WNRA-LP
- Hawk Pride, Alabama; United States;
- Broadcast area: Muscle Shoals, Alabama
- Frequency: 94.5 MHz
- Branding: Real Country 94.5 FM

Programming
- Format: Classic country

Ownership
- Owner: NAHF, Inc.; (Northern Alabama Historical Foundation);

History
- First air date: June 22, 2015
- Former call signs: WSHF-LP (2014–2022)
- Former frequencies: 92.3 MHz (2014–2019)
- Call sign meaning: "National Recovery Administration"

Technical information
- Licensing authority: FCC
- Facility ID: 194014
- Class: L1
- ERP: 100 watts
- HAAT: −2.117558 meters (−6.94737 ft)
- Transmitter coordinates: 34°41′58.4″N 87°45′15.4″W﻿ / ﻿34.699556°N 87.754278°W

Links
- Public license information: LMS
- Website: wnraradio.com

= WNRA-LP =

WNRA-LP (94.5 FM, "The Voice of The Shoals") is a radio station licensed to serve Hawk Pride, Alabama.
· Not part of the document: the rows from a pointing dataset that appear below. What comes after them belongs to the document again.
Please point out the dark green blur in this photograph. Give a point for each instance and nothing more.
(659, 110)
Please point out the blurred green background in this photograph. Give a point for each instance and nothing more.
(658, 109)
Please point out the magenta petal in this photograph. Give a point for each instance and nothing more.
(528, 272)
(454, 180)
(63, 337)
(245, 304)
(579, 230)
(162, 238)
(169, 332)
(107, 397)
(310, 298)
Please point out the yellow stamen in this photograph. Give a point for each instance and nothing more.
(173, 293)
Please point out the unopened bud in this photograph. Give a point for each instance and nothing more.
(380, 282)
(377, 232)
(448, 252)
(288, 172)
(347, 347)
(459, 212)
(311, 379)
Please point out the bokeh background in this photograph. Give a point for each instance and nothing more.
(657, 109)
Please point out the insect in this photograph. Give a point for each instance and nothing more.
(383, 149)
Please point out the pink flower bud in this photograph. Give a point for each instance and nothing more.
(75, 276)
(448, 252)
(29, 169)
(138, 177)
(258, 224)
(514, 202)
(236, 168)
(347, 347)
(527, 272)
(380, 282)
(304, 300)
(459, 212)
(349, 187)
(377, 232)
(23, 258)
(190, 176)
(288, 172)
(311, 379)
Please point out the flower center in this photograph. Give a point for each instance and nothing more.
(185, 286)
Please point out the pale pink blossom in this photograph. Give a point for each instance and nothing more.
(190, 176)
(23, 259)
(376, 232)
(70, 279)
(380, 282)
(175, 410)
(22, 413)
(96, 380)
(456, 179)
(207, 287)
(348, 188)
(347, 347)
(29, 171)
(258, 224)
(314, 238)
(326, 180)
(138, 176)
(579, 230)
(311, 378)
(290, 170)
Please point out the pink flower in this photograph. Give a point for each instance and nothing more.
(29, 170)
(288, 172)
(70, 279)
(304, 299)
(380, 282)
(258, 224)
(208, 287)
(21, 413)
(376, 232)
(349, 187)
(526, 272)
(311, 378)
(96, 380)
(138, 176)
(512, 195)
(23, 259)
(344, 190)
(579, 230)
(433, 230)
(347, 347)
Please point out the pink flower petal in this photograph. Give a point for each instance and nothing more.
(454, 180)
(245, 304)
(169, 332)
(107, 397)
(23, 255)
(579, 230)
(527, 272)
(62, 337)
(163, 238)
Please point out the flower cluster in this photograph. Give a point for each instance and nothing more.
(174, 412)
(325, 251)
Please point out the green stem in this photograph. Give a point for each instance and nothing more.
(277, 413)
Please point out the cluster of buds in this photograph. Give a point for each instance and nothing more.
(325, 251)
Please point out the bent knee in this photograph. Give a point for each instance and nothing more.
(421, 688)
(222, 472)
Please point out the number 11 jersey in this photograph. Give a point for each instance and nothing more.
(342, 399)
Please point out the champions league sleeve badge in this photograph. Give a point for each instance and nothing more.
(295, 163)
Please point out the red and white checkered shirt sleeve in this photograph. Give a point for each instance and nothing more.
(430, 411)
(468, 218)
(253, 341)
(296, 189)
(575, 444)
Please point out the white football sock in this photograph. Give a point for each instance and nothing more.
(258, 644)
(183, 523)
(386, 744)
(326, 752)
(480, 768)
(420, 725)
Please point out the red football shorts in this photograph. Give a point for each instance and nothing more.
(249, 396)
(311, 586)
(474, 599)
The station is owned by NAHF Inc. It airs a heavy schedule of local news, traffic, and weather information.

==History==
NAHF, Inc. applied for a low-power FM license on 92.3 FM in late 2013. The station was assigned the WSHF-LP call letters by the Federal Communications Commission on February 17, 2014. The WSHF call letters were originally assigned to AM 1380 in Sheffield, owned by Daylight Broadcasting. This first WSHF was founded by Dick Biddle, who surrendered the station's license to purchase WOWL (1240 AM) in 1952. The WSHF call letters were later used by AM 1290 in Sheffield from 1963 to 1985, when it became WHCM. WSHF-LP signed on the air June 22, 2015, positioning itself as "The Sound of Muscle Shoals". A similar format had previously been used in the area on WLAY (1450 AM), which operated an FM translator on 92.3 from 2007 to 2012.

On October 1, 2019, WSHF-LP announced it would move up the FM dial from 92.3 to 94.5 FM. The station cited continued interference from a co-channel station in Tennessee as the reason for its move up the FM dial.

Following the deletion of AM station WNRA (1240 AM) in Eufaula, Alabama, the station changed its call sign to WNRA-LP on July 16, 2022. By reclaiming the call letters, the station continued a tradition of broadcasting that dates all the way back to November 1933 when WNRA (1420 AM; the forerunner of WLAY) signed on the air as the first station in northwest Alabama.